ACADEMIC JOURNAL ARTICLE
By Hyndman, David; Naithani, Sadhana; Stone, Janferie
Cultural Analysis , Vol. 1

Article excerpt

The effeminate and sensual idealization of the Melanesian Other stems from National Geographic's gaze, which in turn is broadly linked to themes in Western cultural history. Race and geopolitics become organizing backdrops for narratives told about the Melanesian Other, and exemplify the "noble savage" theme as fetish. To travel in space is to travel in time. The fantasmagoric presentation of nude Melanesian men and women is for the consumption of Western white reader's back home. Immoderate sexuality and the uncontained body of black savage's poses a tangible threat to Western male viability in Melanesia. Mourning the passing of traditional Melanesian society and imperialist nostalgia makes racial discrimination appear innocent and pure in National Geographic, which masks the West's involvement with processes of domination. It is an eroticized, effeminizing gaze that reestablishes existing power relations in the imperialist scheme.

REPRESENTATION OF THE MELANESIAN OTHER

Reading National Geographic by Catherine Lutz and Jane Collins (1993) is an evocative portrayal of a "world brightly different" (Lutz and Collins 1993:87). According to Lutz and Collins, National Geographic has devoted 35% of its coverage to Asia, 22% to Latin America, 15% to the Middle East and North Africa, 12% each to Africa and the Pacific, and 6 % to Polar regions (120). As an anthropologist whose focus is Melanesia, I was intrigued to learn that photographic representation of Pacific Islanders is 50 times higher in National Geographic than would be anticipated given the region's small proportion of the global population. Hollywood movies and World War II photojournalism (Lindstrom and White 1990) have been important contributors to the West's postwar depiction of the Pacific region. However, in creating an audience for images of cultural difference in the Pacific, National Geographic has an unrivalled worldwide reach to over 37 million people per issue. The contribution by Lutz and Collins (1993) to postmodern discourse and representation is taken as the main theoretical point of departure to critically examine the postcolonial depiction of Melanesians in National Geographic. When I started anthropological fieldwork in the eastern half of New Guinea in 1973 it was still an Australian colony, and did not become the State of Papua New Guinea (PNG) until 1975. In the western half of New Guinea the changeover from Dutch colony to Indonesian recolonization occurred just over 30 years ago. Data analysis in this paper is based on the 146 photographs of postcolonial Melanesians from the island of New Guinea that have appeared in the pages of National Geographic over the last three decades (see Table 1).

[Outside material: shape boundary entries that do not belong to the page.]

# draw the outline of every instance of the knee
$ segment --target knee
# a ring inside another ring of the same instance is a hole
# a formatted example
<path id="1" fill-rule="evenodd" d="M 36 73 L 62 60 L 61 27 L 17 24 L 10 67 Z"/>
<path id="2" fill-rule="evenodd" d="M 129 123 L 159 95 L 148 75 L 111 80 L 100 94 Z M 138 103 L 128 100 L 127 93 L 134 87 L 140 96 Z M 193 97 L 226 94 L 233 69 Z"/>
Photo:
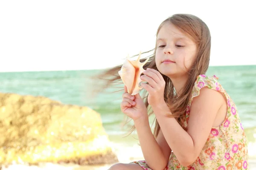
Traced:
<path id="1" fill-rule="evenodd" d="M 111 167 L 108 170 L 120 170 L 125 169 L 125 166 L 124 164 L 121 163 L 119 163 L 114 165 L 112 165 Z"/>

Dumont (1988) relates fashions in the exotic Other to shifting emphases in Western political and economic foundations, with the kind and amount of coverage vacillating according to prevailing international relations between the West and the rest. For Melanesia, race acts as a more significant backdrop constraining camera access than geopolitical interests per se. Backdrops, according to Appadurai "can be interpreted as sites of epistemological uncertainty about exactly what photographs seek to represent" (1997:1). Rydell demonstrates that the scale of evolutionary progress that placed the black-skinned Other (e.g., Africans, Melanesians) at the bottom of the human scale, the brown-skinned Other (e.g., Asians) midway and Whites at the top not only informed nineteenth-century explorers and home consumers of their images but has continued to operate in the West (1984). Race becomes an organizing principle of narratives told about Melanesian peoples.

Racial attitudes control cultural ideas about the nobility of the Melanesian Other. Melanesians exemplify the Noble-Savage theme as fetish because they display "the kind of pathological displacement of libidinal interest that we normally associate with the forms of racism that depend on the idea of a 'wild humanity' for their justification" (White 1978:184).